The CLK DTM entered the revived DTM series in 2000, when the championship was reconstituted after a years-long absence and again attracted full works efforts from major German manufacturers. Mercedes-Benz aligned its program around HWA, which had already built a strong record in touring car racing during the 1990s. The car competed against rival machinery from Audi and Opel, reflecting the intensely nationalistic character of German touring car racing in that era.

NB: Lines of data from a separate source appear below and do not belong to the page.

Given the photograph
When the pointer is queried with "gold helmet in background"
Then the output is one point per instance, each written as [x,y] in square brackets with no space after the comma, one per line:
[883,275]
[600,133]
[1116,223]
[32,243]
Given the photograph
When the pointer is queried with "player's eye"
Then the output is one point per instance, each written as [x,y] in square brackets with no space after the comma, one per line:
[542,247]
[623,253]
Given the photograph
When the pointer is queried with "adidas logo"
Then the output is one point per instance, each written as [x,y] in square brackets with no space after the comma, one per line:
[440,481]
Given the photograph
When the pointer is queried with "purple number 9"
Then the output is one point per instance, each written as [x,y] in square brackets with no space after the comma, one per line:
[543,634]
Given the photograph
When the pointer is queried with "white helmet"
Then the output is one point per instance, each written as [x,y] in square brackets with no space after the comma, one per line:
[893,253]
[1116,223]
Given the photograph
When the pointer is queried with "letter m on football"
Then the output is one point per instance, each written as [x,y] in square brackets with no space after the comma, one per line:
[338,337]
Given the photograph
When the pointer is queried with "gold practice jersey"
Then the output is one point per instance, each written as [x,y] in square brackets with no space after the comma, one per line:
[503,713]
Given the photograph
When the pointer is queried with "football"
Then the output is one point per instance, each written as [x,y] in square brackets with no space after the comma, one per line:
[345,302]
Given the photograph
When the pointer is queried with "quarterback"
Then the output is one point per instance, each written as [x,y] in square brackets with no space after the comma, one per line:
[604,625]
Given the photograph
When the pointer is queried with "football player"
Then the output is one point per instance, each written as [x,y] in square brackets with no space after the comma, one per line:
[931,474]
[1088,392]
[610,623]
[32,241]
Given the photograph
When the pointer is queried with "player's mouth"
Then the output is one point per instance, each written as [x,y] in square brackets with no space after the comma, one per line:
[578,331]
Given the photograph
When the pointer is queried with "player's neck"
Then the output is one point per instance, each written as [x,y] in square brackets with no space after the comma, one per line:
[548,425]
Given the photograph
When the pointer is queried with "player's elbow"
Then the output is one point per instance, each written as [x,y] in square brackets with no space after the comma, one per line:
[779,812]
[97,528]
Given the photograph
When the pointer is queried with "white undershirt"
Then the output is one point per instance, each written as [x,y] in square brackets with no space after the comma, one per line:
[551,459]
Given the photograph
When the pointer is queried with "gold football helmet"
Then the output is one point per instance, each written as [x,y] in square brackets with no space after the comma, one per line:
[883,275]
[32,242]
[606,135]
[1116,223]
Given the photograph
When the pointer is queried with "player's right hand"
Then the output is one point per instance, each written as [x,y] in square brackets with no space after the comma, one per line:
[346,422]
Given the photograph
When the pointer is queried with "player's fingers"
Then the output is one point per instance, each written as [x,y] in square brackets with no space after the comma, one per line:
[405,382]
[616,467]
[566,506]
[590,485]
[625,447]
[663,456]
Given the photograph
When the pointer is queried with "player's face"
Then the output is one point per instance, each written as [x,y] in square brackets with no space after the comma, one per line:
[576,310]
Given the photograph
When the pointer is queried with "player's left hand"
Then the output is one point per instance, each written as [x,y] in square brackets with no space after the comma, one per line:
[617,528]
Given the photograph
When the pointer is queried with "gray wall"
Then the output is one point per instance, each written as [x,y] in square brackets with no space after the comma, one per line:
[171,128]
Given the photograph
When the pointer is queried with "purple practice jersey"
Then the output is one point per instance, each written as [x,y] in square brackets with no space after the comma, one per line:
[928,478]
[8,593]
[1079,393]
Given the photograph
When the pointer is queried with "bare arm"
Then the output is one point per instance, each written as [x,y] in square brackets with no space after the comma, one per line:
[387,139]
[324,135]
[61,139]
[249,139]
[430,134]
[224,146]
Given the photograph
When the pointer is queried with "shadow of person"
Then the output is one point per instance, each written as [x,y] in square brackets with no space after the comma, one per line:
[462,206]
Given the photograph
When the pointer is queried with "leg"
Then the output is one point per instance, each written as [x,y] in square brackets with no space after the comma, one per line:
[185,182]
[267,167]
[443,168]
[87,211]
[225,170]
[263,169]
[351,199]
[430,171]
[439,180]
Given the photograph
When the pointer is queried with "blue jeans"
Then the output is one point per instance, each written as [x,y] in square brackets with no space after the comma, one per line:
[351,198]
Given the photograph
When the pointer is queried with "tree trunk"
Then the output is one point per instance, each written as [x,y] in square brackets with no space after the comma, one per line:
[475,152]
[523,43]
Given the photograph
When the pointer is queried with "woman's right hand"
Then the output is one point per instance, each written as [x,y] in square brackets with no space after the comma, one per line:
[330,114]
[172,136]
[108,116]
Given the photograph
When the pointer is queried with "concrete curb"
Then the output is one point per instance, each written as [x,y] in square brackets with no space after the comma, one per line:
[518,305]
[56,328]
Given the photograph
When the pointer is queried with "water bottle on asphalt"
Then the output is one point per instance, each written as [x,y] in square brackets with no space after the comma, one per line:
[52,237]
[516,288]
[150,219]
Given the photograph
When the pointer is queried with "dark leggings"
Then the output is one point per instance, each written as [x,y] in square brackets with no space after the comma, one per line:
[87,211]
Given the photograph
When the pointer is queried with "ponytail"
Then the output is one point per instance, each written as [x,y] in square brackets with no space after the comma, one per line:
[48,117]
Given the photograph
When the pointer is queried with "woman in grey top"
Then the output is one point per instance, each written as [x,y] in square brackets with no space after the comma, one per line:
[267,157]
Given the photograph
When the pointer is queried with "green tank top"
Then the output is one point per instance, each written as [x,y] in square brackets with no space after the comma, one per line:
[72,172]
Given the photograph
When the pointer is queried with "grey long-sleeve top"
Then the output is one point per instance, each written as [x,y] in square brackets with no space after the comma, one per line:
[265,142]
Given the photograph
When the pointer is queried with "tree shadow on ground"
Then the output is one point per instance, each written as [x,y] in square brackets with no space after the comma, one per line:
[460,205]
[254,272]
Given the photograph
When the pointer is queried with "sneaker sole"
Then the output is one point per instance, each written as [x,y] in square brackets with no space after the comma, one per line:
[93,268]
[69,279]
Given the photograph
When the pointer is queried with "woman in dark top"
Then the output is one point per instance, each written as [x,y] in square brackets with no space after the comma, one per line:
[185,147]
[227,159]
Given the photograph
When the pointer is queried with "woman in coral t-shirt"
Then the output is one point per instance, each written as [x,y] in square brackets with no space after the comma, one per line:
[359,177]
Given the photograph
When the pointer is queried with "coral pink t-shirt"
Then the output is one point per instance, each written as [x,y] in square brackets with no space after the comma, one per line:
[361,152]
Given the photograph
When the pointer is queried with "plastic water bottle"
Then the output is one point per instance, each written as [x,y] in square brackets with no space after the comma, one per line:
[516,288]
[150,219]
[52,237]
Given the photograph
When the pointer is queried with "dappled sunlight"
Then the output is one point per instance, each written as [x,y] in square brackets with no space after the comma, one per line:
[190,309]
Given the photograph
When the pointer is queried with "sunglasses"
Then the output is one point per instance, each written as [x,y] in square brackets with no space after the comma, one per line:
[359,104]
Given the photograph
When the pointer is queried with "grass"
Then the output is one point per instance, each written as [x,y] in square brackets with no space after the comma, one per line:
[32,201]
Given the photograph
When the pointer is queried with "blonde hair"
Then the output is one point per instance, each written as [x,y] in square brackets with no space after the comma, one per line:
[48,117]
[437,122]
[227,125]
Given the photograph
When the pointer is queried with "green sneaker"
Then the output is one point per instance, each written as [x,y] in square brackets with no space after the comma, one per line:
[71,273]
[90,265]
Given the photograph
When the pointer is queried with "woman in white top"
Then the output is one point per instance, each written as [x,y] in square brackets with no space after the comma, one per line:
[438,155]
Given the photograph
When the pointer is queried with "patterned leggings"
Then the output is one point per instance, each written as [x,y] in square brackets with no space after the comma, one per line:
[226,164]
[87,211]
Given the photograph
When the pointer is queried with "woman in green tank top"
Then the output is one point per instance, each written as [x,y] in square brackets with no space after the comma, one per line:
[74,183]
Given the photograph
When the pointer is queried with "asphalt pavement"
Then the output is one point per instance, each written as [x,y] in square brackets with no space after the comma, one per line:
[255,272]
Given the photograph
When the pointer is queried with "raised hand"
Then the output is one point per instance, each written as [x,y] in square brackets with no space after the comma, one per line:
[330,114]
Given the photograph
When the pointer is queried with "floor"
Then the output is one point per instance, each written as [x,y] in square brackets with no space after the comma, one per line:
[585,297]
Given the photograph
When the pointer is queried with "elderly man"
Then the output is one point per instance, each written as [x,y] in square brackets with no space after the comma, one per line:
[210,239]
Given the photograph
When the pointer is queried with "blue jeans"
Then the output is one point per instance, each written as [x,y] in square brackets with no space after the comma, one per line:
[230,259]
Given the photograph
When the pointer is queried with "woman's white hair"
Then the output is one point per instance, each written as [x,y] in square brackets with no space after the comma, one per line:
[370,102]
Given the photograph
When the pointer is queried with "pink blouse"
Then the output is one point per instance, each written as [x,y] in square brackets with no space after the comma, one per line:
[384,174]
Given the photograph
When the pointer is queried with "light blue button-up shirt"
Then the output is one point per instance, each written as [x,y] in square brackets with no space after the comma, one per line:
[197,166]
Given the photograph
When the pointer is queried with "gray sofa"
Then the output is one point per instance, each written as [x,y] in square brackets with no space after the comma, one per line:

The original C208-based version of the car wore the familiar CLK coupé silhouette, with the aerodynamic body clothed over a full racing spaceframe. Like all DTM cars of the period, the CLK DTM used a high-revving normally aspirated V8 engine, purpose-built to the class regulations, and featured a full roll cage, racing suspension, slick tyres, and significant aerodynamic downforce relative to road-going equivalents.
For the 2000 season, Mercedes-Benz entered eight cars distributed across three outfits. The works HWA team operated four cars divided into two parallel sub-squads. The first HWA squad ran two cars sponsored by D2 Telekom, driven by Bernd Schneider and Thomas Jäger. The second HWA squad fielded two Warsteiner-liveried cars for Klaus Ludwig and Marcel Fässler. The remaining four cars were split between two semi-works partners: the Persson Motorsport team and the Rosberg team (operated by Keke Rosberg), each campaigning two CLK DTM entries.
This multi-team structure was characteristic of how major manufacturers distributed DTM entries to maximise grid presence while retaining works oversight through the primary HWA program.
In March 2002, Mercedes-Benz unveiled a revised version of the CLK DTM at the Geneva Motor Show. The updated car was based on the then-new CLK-Class (C209), which had just entered production as a road car, updating the racing machine's visual identity to match the current showroom model. Bernd Schneider and Jean Alesi were presented as drivers at the Geneva reveal, reflecting the continued investment in the program at the highest level.
The CLK DTM achieved its defining result in 2003, when the car claimed the DTM season championship. Bernd Schneider, who had been one of the defining figures of the Mercedes DTM program across the late 1990s and into the 2000s, was central to the car's competitive identity throughout its lifespan.
The CLK DTM competed across four DTM seasons — 2000 through 2003 — marking a significant phase in Mercedes-Benz's touring car motorsport history. After 2003, the DTM regulations underwent further evolution, and the CLK DTM gave way to successor machinery. The car represented the synthesis of HWA's engineering expertise and Mercedes-Benz's commitment to front-line factory motorsport participation in Germany's most prestigious domestic racing series.
The CLK DTM also lent its name to a limited-production road car, the Mercedes-Benz CLK DTM, released in 2003 as a celebratory model acknowledging the racing program, though the road car and the racing machine were mechanically distinct.